Effects of 5-azacytidine and 5-aza-2-deoxycytidine on alphafetoprotein levels in mice.

1. Production of alphafetoprotein in adult C3H mice was monitored by radial immunodiffusion both in controls, and in animals treated with carbon tetrachloride, 5-azacytidine, or 5-aza-2-deoxycytidine, either alone or in combination. 2. Carbon tetrachloride routinely induced alphafetoprotein synthesis in our experiments, but neither of the cytidine analogues showed any effects on the serum levels of this protein when administered alone. 3. Treatment of mice with either cytidine analogue prior to carbon tetrachloride injection markedly reduced the consequent production of alphafetoprotein, whereas if carbon tetrachloride injection was followed by a subsequent injection with either cytidine analogue, a markedly enhanced level of serum alphafetoprotein was detected. 4. It is suggested that carbon tetrachloride induces alphafetoprotein production in adult mice by inducing liver damage, followed by synthesis of the protein in the dividing and differentiating cells during recovery.
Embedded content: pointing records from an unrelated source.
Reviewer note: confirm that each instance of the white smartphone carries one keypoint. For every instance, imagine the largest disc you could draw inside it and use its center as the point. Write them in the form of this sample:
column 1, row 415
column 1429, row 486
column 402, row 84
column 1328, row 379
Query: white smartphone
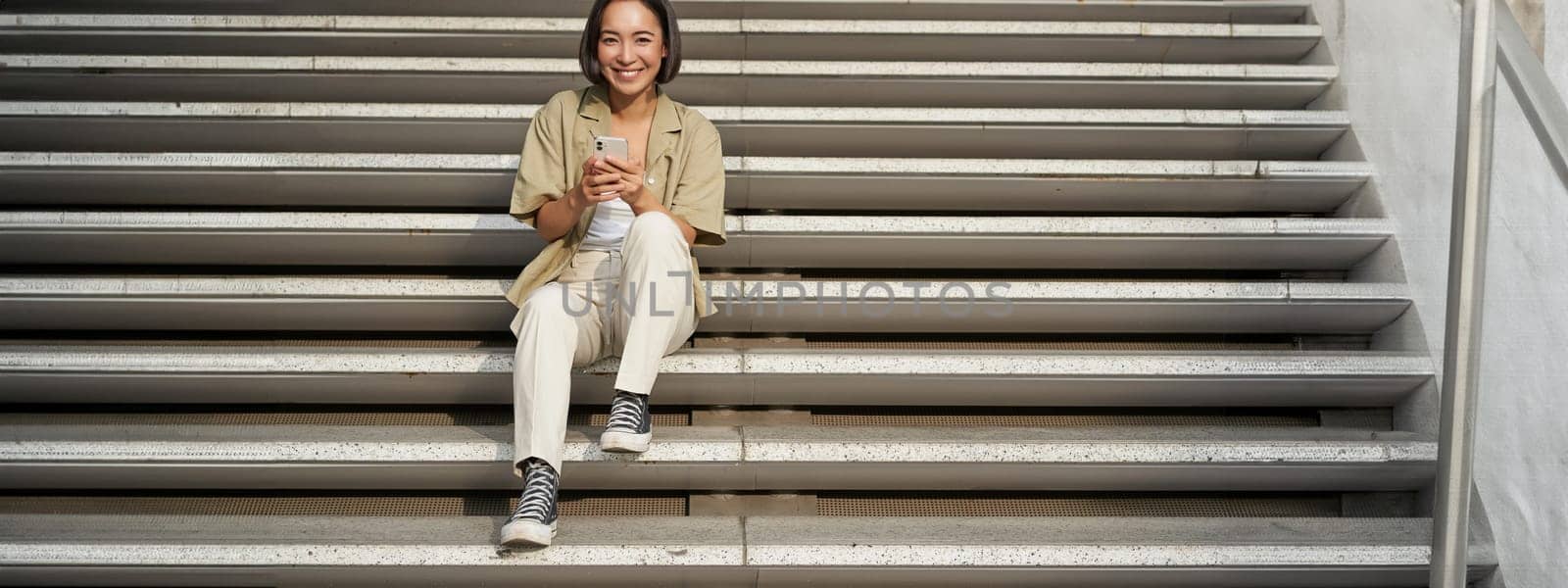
column 608, row 146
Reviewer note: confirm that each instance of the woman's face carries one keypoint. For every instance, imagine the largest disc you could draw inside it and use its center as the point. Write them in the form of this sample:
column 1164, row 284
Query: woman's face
column 631, row 47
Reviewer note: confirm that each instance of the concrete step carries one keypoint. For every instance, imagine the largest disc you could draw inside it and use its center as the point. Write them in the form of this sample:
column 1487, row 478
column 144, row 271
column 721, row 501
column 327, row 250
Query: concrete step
column 700, row 38
column 74, row 373
column 478, row 457
column 59, row 549
column 755, row 242
column 52, row 179
column 781, row 82
column 242, row 303
column 1239, row 12
column 747, row 130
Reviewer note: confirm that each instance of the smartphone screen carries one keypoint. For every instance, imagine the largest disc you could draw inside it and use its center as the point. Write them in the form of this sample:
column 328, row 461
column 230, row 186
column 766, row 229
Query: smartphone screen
column 609, row 146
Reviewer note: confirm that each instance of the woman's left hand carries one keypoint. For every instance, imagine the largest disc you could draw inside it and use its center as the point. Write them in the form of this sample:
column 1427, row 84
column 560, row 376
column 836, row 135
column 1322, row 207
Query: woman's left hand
column 631, row 176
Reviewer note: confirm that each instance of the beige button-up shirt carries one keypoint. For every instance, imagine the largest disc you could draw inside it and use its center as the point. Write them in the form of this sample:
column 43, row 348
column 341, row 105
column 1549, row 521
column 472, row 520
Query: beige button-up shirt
column 686, row 170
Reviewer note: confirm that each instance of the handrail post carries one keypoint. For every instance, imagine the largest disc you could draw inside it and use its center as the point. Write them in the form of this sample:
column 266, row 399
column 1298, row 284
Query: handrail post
column 1466, row 266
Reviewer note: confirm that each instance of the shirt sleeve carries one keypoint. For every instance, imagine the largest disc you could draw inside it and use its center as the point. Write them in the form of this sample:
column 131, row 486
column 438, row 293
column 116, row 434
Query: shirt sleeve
column 700, row 193
column 541, row 170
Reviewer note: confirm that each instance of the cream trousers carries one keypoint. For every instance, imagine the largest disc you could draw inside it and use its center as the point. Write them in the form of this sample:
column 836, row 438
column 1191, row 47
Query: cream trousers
column 634, row 303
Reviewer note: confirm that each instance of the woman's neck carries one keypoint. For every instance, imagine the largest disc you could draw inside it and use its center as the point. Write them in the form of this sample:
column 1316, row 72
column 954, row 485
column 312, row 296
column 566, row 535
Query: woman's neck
column 634, row 107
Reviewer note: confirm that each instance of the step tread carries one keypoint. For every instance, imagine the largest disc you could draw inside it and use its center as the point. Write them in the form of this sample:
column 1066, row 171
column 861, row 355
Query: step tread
column 717, row 114
column 736, row 224
column 749, row 68
column 689, row 361
column 263, row 24
column 723, row 541
column 784, row 165
column 717, row 444
column 399, row 287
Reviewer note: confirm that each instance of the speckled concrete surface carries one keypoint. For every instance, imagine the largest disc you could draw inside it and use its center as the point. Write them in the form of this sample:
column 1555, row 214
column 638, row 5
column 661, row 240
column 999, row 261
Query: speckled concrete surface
column 1078, row 530
column 336, row 361
column 859, row 115
column 726, row 541
column 1090, row 446
column 336, row 444
column 240, row 286
column 192, row 360
column 1013, row 290
column 71, row 220
column 692, row 25
column 717, row 444
column 1039, row 70
column 755, row 165
column 1084, row 556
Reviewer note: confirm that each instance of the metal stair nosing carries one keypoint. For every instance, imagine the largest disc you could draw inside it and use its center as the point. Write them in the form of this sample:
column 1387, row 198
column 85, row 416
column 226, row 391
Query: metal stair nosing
column 350, row 457
column 62, row 373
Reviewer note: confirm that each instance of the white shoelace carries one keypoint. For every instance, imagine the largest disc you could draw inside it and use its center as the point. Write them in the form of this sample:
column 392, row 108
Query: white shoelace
column 626, row 413
column 537, row 494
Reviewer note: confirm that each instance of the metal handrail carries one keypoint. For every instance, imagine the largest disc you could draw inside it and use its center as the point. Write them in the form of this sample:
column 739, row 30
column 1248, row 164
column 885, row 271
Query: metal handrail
column 1490, row 38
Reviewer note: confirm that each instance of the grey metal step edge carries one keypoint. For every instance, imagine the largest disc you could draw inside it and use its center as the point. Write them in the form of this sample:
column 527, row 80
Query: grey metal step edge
column 63, row 373
column 768, row 242
column 1144, row 459
column 742, row 306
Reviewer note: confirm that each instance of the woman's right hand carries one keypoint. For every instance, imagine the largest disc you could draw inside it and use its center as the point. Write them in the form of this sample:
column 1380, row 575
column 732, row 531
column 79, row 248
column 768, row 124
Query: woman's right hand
column 595, row 187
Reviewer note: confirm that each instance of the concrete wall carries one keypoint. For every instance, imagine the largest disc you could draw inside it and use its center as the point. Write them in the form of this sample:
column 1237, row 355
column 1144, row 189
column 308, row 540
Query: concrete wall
column 1399, row 62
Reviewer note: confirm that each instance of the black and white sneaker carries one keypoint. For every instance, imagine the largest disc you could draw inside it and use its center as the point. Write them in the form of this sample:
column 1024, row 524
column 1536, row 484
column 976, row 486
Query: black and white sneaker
column 533, row 521
column 629, row 430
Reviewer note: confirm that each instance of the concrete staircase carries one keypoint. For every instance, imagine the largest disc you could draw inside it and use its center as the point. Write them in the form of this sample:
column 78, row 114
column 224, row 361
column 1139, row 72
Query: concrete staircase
column 1032, row 292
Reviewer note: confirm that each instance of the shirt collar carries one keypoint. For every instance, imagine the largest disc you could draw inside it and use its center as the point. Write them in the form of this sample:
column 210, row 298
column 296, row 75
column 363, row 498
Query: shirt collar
column 596, row 107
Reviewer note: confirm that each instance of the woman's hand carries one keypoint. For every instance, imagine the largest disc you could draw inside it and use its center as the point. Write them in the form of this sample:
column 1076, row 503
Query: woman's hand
column 598, row 185
column 629, row 174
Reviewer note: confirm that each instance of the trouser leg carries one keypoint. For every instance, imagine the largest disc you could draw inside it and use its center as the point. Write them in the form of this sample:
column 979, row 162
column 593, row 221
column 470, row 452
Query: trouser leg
column 557, row 328
column 656, row 313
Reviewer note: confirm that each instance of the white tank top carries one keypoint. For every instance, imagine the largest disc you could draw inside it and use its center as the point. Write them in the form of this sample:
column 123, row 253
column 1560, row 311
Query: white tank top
column 611, row 223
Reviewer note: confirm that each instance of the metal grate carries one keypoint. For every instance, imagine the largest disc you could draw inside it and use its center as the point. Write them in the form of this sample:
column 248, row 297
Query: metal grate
column 966, row 416
column 310, row 415
column 494, row 504
column 1076, row 504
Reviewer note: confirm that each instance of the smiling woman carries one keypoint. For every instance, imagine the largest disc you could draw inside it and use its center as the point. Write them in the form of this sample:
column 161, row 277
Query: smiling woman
column 619, row 232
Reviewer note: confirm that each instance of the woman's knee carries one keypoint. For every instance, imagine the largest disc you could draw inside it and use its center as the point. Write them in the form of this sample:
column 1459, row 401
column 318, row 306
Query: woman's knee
column 549, row 300
column 656, row 224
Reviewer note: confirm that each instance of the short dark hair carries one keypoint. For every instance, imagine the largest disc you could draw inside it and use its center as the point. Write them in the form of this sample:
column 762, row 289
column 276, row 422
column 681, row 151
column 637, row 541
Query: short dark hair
column 588, row 51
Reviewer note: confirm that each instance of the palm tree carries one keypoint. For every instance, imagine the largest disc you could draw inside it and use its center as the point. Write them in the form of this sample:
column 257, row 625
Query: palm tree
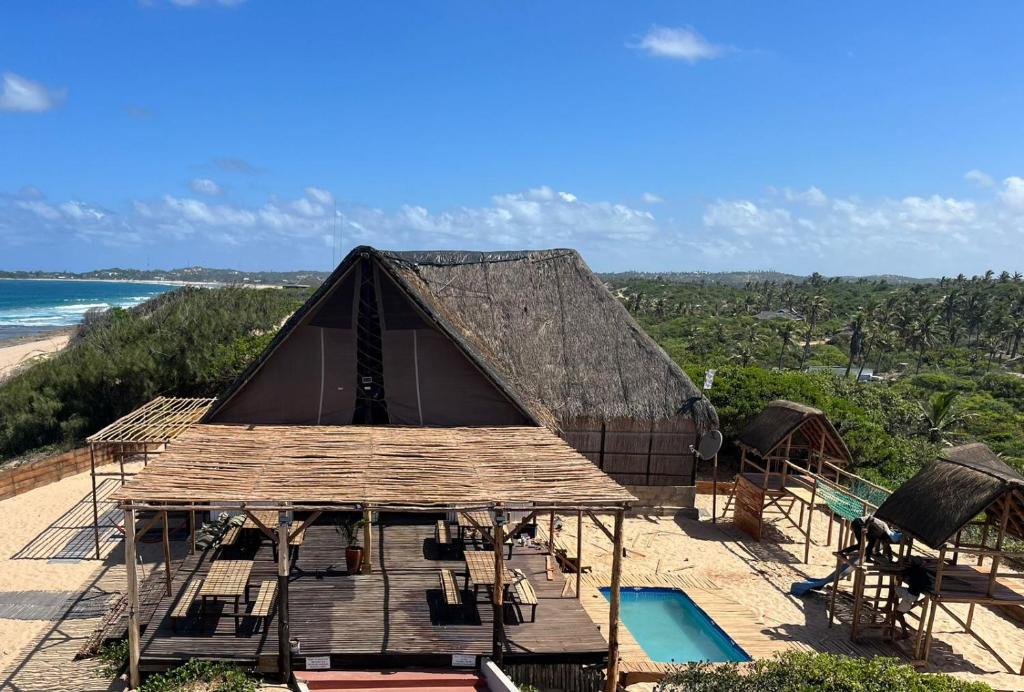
column 942, row 415
column 856, row 340
column 785, row 333
column 817, row 307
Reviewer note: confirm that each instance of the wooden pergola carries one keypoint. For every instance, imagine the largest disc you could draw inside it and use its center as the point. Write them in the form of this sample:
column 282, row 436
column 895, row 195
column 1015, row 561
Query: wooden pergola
column 372, row 469
column 147, row 429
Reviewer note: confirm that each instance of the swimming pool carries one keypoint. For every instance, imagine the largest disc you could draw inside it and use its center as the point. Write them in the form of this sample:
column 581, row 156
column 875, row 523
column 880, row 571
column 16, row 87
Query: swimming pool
column 671, row 628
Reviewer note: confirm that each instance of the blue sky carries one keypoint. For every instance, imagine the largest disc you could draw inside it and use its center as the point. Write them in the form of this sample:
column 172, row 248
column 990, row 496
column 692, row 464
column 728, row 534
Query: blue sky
column 867, row 138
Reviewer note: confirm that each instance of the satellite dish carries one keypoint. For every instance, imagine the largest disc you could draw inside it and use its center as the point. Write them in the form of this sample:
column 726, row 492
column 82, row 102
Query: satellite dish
column 711, row 442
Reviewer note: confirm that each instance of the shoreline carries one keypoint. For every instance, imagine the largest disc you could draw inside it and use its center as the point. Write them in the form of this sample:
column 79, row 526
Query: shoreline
column 151, row 282
column 20, row 351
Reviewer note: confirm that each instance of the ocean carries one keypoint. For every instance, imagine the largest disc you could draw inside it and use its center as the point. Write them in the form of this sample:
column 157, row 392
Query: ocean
column 29, row 307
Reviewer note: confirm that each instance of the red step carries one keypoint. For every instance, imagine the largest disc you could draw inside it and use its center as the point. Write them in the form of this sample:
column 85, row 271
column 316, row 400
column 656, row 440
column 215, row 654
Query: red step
column 372, row 681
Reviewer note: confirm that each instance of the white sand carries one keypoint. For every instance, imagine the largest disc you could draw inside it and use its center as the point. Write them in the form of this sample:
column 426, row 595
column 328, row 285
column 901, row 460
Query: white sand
column 12, row 357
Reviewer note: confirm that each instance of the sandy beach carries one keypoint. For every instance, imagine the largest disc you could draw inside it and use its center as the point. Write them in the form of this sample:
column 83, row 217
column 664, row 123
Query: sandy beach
column 16, row 353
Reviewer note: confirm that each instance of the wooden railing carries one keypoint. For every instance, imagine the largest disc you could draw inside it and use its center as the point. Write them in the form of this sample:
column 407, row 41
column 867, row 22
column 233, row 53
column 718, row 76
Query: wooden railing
column 29, row 476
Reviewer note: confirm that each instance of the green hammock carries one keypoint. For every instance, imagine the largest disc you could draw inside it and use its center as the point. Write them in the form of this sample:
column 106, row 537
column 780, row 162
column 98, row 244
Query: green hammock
column 843, row 504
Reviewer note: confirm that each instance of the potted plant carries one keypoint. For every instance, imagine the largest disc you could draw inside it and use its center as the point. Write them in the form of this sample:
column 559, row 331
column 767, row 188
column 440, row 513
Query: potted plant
column 353, row 552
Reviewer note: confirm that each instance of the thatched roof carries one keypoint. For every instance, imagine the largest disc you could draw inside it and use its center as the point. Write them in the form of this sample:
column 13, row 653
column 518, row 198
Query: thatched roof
column 778, row 420
column 381, row 466
column 543, row 328
column 953, row 489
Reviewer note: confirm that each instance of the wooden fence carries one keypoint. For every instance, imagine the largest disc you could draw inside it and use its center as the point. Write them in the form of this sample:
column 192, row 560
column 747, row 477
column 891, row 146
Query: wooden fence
column 566, row 677
column 29, row 476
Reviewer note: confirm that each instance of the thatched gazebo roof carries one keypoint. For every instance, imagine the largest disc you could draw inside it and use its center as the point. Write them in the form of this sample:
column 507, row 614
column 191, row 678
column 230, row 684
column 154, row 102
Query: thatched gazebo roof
column 953, row 489
column 383, row 467
column 780, row 419
column 541, row 327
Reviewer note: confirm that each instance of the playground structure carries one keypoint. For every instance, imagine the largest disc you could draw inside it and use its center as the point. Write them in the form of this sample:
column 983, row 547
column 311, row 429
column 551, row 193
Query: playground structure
column 955, row 517
column 792, row 459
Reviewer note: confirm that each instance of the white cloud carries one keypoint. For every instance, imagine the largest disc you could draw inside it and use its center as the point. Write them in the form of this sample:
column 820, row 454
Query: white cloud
column 681, row 43
column 24, row 95
column 811, row 197
column 979, row 178
column 1012, row 193
column 205, row 186
column 320, row 196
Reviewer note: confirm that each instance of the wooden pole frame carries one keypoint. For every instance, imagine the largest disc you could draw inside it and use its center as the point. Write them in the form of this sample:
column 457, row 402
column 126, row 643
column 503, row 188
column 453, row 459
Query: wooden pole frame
column 284, row 628
column 133, row 634
column 498, row 596
column 616, row 573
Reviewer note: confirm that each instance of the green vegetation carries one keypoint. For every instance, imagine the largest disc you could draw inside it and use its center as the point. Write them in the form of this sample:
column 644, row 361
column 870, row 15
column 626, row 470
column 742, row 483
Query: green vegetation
column 202, row 676
column 948, row 356
column 189, row 342
column 114, row 658
column 796, row 672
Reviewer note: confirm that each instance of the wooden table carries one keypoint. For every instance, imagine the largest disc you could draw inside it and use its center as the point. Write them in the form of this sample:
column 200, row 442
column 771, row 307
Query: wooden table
column 480, row 571
column 483, row 519
column 227, row 579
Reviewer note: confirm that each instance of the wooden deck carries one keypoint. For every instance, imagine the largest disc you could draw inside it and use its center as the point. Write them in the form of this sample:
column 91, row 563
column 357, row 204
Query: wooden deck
column 393, row 616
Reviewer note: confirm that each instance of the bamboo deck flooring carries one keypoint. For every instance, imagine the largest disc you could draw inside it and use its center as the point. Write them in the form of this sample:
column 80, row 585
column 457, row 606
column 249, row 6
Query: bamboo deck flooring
column 393, row 615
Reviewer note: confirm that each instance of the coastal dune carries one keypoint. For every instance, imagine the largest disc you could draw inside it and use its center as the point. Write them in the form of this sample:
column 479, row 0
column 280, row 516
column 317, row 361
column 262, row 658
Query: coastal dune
column 16, row 355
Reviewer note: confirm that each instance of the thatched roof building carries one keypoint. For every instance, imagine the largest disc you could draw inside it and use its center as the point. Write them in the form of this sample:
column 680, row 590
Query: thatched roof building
column 951, row 490
column 469, row 338
column 786, row 424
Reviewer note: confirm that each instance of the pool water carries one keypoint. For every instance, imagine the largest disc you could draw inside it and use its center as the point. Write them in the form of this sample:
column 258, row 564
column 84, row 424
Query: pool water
column 671, row 628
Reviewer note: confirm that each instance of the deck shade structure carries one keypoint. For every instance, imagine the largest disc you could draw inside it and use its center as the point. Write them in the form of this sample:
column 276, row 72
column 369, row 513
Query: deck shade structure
column 952, row 490
column 370, row 469
column 147, row 429
column 487, row 339
column 790, row 452
column 962, row 507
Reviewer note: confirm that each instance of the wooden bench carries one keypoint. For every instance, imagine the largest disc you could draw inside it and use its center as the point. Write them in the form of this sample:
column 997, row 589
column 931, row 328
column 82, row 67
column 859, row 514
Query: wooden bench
column 442, row 532
column 265, row 600
column 230, row 535
column 180, row 609
column 523, row 594
column 450, row 587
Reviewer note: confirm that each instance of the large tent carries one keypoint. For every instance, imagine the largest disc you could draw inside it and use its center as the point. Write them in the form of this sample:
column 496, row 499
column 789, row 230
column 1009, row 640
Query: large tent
column 468, row 339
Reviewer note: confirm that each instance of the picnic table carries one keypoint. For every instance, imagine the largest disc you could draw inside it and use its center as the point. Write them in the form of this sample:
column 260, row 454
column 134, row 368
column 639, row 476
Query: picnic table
column 482, row 518
column 480, row 571
column 227, row 579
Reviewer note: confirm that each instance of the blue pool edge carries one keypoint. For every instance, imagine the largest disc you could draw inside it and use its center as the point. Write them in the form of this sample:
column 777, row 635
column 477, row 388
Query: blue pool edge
column 605, row 591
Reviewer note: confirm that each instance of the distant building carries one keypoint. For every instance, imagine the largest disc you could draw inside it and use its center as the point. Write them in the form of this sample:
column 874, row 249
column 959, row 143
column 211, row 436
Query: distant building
column 781, row 313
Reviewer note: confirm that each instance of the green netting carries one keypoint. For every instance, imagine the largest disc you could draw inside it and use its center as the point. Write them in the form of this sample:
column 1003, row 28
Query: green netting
column 841, row 503
column 871, row 494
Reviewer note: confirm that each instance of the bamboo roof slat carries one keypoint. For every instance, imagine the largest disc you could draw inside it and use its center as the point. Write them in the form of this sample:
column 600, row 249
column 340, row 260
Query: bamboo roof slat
column 160, row 421
column 381, row 466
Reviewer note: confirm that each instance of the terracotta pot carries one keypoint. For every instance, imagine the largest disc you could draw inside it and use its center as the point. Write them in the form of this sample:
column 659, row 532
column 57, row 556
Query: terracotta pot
column 353, row 559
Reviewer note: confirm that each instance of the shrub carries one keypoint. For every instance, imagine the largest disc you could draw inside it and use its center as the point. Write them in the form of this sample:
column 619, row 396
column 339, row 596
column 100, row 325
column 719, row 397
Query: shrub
column 201, row 675
column 796, row 672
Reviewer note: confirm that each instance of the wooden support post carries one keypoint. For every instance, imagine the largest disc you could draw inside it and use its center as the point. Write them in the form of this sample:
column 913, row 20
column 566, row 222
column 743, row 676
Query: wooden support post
column 368, row 542
column 810, row 518
column 95, row 509
column 997, row 557
column 284, row 630
column 616, row 573
column 498, row 597
column 133, row 646
column 167, row 549
column 714, row 490
column 551, row 534
column 579, row 550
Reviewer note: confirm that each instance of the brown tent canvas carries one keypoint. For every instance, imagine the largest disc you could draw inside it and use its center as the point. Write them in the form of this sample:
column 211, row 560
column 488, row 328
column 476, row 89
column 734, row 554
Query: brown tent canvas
column 469, row 338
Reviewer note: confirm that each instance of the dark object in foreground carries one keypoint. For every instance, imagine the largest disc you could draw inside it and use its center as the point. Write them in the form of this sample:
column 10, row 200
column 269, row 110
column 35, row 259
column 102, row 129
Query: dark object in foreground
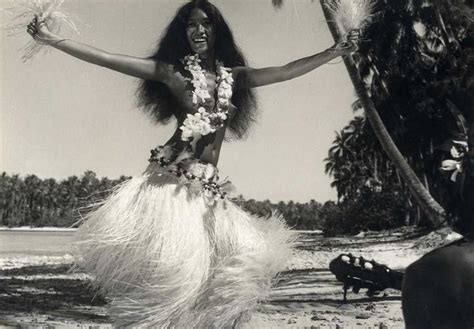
column 357, row 272
column 438, row 289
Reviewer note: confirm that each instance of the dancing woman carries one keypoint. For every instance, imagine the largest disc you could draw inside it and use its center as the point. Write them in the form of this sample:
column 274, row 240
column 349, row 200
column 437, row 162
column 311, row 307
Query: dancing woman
column 168, row 247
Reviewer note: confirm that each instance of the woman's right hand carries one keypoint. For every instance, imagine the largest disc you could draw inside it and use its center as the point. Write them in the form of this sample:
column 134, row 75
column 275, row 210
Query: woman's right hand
column 39, row 30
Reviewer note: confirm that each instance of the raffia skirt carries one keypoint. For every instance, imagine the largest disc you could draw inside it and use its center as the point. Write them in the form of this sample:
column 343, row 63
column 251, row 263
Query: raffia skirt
column 169, row 253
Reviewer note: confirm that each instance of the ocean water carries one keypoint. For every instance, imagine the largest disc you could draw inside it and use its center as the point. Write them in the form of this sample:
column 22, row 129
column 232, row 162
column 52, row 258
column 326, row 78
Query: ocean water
column 20, row 242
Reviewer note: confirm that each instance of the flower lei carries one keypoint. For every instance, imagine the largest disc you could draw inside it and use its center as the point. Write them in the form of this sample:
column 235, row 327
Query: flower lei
column 206, row 121
column 458, row 151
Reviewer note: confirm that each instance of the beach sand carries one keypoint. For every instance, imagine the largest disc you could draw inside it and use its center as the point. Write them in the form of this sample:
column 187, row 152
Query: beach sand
column 40, row 292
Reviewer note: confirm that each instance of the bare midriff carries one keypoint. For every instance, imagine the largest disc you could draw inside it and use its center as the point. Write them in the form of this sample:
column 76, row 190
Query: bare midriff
column 180, row 90
column 211, row 151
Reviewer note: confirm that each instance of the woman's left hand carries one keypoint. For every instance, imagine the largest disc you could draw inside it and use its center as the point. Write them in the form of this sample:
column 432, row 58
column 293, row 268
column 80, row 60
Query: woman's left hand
column 350, row 45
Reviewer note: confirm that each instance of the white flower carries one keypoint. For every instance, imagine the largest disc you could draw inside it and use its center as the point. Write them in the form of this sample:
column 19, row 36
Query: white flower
column 225, row 93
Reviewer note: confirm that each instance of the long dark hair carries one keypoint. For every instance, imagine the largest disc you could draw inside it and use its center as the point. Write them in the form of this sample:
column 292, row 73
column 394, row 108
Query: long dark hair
column 156, row 98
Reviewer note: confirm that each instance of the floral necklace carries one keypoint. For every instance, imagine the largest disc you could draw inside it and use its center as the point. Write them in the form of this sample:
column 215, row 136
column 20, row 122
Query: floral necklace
column 206, row 121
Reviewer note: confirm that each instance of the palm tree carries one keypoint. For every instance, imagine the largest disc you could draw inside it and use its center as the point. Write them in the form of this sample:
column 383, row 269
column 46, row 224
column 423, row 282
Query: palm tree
column 430, row 206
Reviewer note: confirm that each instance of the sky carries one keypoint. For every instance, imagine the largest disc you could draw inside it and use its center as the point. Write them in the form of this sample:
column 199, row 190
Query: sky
column 60, row 116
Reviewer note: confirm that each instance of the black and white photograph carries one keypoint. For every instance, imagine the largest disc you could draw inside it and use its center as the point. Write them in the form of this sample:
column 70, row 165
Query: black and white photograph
column 237, row 164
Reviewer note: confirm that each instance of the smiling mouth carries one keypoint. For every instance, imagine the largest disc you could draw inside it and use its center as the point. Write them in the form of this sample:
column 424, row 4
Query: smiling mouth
column 200, row 39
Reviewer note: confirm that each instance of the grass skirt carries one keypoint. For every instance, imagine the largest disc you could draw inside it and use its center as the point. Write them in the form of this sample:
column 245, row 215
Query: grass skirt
column 167, row 257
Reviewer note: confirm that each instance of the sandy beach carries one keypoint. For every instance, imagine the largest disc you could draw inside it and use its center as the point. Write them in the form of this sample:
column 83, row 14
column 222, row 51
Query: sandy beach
column 40, row 291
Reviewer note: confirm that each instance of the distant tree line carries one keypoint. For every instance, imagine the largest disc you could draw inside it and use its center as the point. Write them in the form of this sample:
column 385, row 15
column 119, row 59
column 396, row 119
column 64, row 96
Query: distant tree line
column 31, row 201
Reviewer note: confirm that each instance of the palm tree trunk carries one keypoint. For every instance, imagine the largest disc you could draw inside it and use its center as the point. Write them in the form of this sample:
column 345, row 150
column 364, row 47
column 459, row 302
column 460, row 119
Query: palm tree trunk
column 429, row 206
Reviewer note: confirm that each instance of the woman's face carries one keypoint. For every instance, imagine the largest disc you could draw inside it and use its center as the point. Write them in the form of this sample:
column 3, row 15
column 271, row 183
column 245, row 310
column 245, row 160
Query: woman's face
column 200, row 33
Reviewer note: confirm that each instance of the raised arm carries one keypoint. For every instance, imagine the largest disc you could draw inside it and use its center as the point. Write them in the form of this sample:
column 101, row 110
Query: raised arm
column 251, row 77
column 143, row 68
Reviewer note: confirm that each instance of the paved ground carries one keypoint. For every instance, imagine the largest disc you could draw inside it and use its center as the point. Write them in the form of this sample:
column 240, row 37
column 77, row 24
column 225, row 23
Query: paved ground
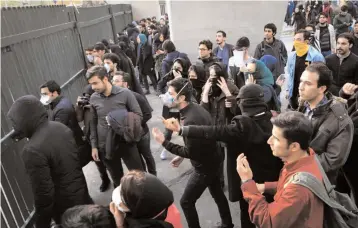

We also propose that the cytidine analogues ablate this response by a cytotoxic effect on the liver cells when they are administered prior to the CCl4, but enhance the alphafetoprotein levels when administered after the CCl4 because they inhibit the methylation of cytidine residues in the recovery cell population in the liver and thus prevent early cessation of synthesis of the protein.